Use case

A trail your DPO can actually hand to an auditor

Recalled is hosted in the EU, encrypted at rest, and exposes a one-call anonymization endpoint for Article 17. Ship a GDPR-ready audit trail without building your own data protection layer.

The problem

GDPR asks you to keep records of processing (Article 30) and to erase a user's personal data on request (Article 17). Rolling your own audit log means you also need to solve data residency, encryption at rest, retention policies, and the surgical removal of one actor from a hash-chained trail. None of that is your core product.

The Recalled way

Recalled runs in the EU only, encrypts at rest with AES-256, and lets you delete all events of a given actor with a single API call, without breaking the integrity of the rest of the trail. We act as a data processor, and a standard DPA is accepted at signup. Retention is configurable per plan so you do not keep data longer than your own policy allows.

Handle an erasure request
// When a user exercises their right to erasure:
await recalled.actors.delete(userId);
// All events for this actor are anonymized
// in place. The rest of the audit trail
// stays intact for your other users.

Why GDPR teams pick Recalled

  • EU-only hosting

    All data stored exclusively inside the European Union. No transfer outside the EU by default.
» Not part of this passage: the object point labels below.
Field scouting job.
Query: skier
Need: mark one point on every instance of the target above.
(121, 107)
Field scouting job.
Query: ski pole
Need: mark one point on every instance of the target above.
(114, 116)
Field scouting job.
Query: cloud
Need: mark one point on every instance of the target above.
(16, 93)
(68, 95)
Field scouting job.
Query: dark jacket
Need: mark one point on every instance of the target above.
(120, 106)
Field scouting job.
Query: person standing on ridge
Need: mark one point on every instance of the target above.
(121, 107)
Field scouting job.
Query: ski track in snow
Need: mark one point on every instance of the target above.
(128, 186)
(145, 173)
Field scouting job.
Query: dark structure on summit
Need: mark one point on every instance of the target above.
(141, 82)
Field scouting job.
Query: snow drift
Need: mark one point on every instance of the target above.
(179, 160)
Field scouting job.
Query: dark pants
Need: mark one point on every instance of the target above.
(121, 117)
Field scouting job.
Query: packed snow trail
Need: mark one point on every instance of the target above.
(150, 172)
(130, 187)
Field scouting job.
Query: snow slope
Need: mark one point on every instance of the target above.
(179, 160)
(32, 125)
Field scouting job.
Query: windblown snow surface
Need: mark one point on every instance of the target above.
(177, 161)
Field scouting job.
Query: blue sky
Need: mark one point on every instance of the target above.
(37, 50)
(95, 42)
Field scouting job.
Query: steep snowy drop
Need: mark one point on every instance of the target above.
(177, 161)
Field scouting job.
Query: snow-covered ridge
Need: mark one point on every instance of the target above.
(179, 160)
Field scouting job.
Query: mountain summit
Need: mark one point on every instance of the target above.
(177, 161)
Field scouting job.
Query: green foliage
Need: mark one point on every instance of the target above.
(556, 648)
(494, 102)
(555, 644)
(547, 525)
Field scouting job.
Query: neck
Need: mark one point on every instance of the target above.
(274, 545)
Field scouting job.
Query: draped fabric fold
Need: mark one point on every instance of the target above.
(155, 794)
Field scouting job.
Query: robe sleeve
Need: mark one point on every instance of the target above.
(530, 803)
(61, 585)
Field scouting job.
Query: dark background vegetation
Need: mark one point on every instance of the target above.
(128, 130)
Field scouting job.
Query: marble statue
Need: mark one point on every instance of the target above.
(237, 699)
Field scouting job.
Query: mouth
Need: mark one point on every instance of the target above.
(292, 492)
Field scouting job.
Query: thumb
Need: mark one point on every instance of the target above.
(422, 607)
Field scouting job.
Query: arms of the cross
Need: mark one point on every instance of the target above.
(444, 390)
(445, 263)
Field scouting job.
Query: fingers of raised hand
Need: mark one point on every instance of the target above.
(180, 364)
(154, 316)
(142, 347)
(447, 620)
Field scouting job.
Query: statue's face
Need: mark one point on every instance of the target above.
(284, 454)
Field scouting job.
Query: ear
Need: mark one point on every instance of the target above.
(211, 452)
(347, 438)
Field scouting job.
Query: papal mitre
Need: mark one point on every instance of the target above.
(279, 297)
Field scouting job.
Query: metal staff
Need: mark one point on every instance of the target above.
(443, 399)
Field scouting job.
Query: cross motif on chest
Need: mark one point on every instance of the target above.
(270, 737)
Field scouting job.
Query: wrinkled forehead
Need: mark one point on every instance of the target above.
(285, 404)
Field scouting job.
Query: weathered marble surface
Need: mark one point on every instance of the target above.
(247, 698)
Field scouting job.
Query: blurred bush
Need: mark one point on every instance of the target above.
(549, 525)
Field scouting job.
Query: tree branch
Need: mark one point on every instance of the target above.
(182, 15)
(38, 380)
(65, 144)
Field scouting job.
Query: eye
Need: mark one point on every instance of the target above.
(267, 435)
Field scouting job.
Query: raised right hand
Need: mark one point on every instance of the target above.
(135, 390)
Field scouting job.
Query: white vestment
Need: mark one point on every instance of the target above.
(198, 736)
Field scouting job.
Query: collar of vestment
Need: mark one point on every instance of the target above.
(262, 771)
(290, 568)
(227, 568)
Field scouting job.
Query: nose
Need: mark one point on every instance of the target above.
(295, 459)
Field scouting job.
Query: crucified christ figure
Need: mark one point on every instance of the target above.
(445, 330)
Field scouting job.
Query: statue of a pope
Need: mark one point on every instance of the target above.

  • AES-256 at rest, TLS 1.3 in transit

    Encryption is not an option, it is the default. API keys are SHA-256 hashed before storage.

  • One-call erasure

    DELETE /v1/actors/:id anonymizes every event of that actor in place, the rest of the trail stays intact.

  • DPA at signup

    Standard Data Processing Agreement accepted when you create your account. Nothing to chase down with the legal team.